Note that the installation command uses the bucket velero-backup that has been created a few steps earlier as well as EC2 credentials located in ~/.aws/credentials file. Also, note that the region and s3Url parameters are SCS specific. The EnableAPIGroupVersions feature has been enabled as well. It is not unusual to see the Kubernetes API group versions differ between clusters across several minor releases. Our clusters differ in 7 minor releases (Cluster_A version is 1.18.20 and Cluster_B version is 1.25.6) hence differences between API group versions are expected. Velero with “EnableAPIGroupVersions”, backups all Kubernetes API group versions that are supported on the source Cluster_A. Then, if this feature is also enabled on Cluster_B, Velero will make the best choice of Kubernetes API version which is defined in the group name of both source Cluster_A and target Cluster_B based on API group version priority order. Keep in mind that this experimental feature does not support cases when the API group name does not exist in the target cluster. As a good example for this case could be an ingress resource that API group name extensions is no longer served as of v1.22. In that case, Velero tries to restore the resource in the target cluster, and if the resource API group is not supported, the restore is skipped. So in some special cases, some resources could not be restored which may lead to some unexpected issues. Our plan was to upgrade the Harbor instance right after the migration work, so the helm upgrade procedure should ensure that missing resources will be deployed with the right API group versions.

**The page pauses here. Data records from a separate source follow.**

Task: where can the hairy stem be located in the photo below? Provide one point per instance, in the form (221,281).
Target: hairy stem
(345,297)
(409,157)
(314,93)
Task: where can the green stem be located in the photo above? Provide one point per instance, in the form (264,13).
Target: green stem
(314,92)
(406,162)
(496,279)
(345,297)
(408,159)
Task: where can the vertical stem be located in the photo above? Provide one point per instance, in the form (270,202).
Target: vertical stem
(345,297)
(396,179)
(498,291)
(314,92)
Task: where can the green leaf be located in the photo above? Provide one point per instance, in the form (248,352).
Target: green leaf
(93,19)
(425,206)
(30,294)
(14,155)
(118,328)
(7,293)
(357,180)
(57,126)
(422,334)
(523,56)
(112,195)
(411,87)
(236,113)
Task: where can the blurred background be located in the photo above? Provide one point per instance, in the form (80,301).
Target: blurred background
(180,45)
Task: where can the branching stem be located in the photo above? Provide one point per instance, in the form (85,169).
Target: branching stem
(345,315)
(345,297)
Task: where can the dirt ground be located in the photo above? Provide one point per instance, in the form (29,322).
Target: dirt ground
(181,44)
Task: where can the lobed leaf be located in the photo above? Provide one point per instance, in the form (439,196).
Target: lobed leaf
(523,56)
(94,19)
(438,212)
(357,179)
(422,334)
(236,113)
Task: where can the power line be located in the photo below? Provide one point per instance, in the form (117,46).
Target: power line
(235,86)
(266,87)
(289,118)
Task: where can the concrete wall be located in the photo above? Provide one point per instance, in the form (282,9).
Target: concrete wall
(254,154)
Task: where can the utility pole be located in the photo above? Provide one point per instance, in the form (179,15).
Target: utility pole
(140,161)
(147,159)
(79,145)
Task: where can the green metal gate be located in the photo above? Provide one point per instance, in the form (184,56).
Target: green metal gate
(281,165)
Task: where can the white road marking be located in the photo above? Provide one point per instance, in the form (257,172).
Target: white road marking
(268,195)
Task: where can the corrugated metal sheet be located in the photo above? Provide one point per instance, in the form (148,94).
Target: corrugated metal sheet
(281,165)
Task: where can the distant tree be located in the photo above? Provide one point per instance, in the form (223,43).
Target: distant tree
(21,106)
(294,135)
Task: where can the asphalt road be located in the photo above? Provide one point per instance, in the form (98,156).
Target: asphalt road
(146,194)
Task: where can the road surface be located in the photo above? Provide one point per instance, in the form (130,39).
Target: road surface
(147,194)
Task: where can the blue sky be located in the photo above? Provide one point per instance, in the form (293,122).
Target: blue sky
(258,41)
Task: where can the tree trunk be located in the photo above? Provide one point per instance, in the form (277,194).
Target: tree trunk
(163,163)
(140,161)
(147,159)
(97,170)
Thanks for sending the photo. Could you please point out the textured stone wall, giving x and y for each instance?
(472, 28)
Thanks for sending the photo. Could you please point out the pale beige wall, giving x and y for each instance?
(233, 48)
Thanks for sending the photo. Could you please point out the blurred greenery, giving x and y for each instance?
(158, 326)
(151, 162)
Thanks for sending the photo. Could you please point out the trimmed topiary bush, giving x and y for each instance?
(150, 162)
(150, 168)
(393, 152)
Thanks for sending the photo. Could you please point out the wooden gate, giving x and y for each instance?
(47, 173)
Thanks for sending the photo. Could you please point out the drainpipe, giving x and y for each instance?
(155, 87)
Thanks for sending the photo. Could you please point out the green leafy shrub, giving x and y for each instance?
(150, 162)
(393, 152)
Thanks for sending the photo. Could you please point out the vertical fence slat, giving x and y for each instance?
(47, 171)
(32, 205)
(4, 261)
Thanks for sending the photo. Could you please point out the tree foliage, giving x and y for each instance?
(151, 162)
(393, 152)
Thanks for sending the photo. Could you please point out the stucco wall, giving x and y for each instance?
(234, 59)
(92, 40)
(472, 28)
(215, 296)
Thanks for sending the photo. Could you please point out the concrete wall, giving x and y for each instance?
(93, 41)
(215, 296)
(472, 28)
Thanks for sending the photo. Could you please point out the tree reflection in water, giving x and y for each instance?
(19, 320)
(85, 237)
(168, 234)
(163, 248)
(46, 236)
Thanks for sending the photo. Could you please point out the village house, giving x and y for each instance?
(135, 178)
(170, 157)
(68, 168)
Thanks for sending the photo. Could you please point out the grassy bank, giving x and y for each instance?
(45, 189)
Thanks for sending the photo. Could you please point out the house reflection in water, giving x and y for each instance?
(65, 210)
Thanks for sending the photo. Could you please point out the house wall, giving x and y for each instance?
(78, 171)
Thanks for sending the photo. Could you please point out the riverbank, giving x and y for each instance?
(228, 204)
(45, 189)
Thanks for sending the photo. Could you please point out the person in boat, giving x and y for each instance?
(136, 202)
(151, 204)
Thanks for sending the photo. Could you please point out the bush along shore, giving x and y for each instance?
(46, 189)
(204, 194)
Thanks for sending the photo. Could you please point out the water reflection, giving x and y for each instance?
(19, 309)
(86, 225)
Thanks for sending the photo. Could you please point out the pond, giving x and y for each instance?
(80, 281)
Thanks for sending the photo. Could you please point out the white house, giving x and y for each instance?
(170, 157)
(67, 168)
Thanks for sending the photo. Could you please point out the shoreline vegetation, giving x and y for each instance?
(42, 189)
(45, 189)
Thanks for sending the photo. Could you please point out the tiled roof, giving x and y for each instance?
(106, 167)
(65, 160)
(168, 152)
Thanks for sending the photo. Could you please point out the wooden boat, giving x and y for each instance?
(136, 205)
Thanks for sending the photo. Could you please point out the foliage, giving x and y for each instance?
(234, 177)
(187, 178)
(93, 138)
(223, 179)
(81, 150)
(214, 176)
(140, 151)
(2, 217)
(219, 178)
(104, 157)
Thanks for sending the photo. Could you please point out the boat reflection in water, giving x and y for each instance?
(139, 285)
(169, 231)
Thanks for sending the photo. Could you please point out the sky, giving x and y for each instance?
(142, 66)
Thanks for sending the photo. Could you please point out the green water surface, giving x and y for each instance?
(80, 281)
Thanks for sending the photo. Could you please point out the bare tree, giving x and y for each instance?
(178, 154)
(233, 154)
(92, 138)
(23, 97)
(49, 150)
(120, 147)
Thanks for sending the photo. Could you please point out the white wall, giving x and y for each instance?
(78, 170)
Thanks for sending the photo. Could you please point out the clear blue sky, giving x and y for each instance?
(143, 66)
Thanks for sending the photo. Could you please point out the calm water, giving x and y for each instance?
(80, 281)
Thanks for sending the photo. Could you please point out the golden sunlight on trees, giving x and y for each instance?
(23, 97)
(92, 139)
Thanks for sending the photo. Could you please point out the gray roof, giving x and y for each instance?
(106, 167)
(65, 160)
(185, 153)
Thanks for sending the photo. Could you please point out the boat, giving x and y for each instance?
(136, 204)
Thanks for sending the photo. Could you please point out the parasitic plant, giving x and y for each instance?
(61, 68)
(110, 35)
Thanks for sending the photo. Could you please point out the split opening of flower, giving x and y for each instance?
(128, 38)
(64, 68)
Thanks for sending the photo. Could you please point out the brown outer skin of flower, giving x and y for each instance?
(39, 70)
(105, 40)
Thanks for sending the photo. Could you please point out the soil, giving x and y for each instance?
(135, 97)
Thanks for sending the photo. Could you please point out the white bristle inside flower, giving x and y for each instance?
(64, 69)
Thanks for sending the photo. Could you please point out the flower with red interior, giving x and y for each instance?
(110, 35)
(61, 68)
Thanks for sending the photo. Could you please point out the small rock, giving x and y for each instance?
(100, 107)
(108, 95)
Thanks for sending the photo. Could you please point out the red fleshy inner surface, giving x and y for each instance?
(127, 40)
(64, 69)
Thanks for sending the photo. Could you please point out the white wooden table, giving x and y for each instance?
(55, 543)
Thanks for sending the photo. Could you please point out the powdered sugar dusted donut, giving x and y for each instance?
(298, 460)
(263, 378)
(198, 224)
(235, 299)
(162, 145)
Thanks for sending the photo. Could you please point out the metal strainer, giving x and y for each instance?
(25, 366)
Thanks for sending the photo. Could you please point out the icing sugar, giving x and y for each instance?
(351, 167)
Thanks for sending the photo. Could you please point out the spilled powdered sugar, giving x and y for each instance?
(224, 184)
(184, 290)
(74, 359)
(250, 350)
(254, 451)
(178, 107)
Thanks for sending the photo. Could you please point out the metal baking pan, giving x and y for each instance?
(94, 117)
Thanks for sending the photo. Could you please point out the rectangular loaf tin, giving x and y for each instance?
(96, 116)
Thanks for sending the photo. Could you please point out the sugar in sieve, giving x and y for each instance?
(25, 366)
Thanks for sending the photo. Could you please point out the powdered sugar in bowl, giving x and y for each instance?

It is a good practice to configure the backup location in the Cluster_B as read-only. This will make sure that the backup created from Cluster_A is not deleted from the object store by mistake during the restore to Cluster_B. To do this we modified the default BackupStorageLocation resource in Cluster_B:

$ kubectl -n velero --kubeconfig <path of Cluster_B kubeconfig> edit backupstoragelocations default
# Set the `accessMode` to `ReadOnly`
# spec:
#   accessMode: ReadOnly

Limitations

The official Harbor docs page for backup and restore contains a list of limitations of Harbor backup/restore procedure using Velero. It is a good idea to go through this section to be aware of a potential impact on your Harbor instance. See selected items from the list with explanations:

The key-value database (Redis) storage should not be migrated (backed up and then restored). As a result, the user sessions of logged in users that are stored in Redis will be lost. Hence, after the migration is done, users should log in again. This data loss should be a low impact on our restored Harbor instance.
The upload purging process can cause backup failures. It is a background process of the registry that periodically removes orphaned files from the upload directories of the registry. This interval is by default set to 24h. We did not want to change the registry configuration at all. So we ensured that the backup is performed in the middle of two rounds of purging. This background process starts when the registry container is initialized, therefore we checked the logs of the registry container and determined when is a good time to do a backup, as follows:

$ kubectl --kubeconfig <path of Cluster_A kubeconfig> logs -l component=registry -c registry --tail -1 | grep -i purge
time="2023-04-17T09:02:08.320514706Z" level=info msg="Starting upload purge in 24h0m0s" go.version=go1.15.6 instance.id=xxx service=registry version=v2.7.1.m 
time="2023-04-17T09:09:08.321004645Z" level=info msg="PurgeUploads starting: olderThan=2023-04-10 09:09:08.320738572 +0000 UTC m=-604379.969424455, actuallyDelete=true" 
time="2023-04-17T09:09:08.331433127Z" level=info msg="Purge uploads finished.  Num deleted=0, num errors=0" 
...

Migration

After preparing and installing all prerequisites, we were ready to migrate SCS Harbor from Cluster_A to Cluster_B. The first step was to set Harbor in Cluster_A to the ReadOnly mode. This protected our Harbor instance from deleting repositories, artifacts, tags, and pushing images. This also ensured that the Harbor instance in Cluster_A will be in sync with the Harbor instance in Cluster_B after we restored the Harbor instance from the backup in Cluster_B. Then we excluded the volume of Harbor’s k-v database (Redis) from backup in Cluster_A:

kubectl -n default --kubeconfig <path of Cluster_A kubeconfig> annotate pod/harbor-harbor-redis-0 backup.velero.io/backup-volumes-excludes=data

The Velero backup command below successfully created a full backup of all resources in the given namespace including their persistent storages (besides Redis PV). It took several minutes as the registry used PV as a storage backend for image blobs.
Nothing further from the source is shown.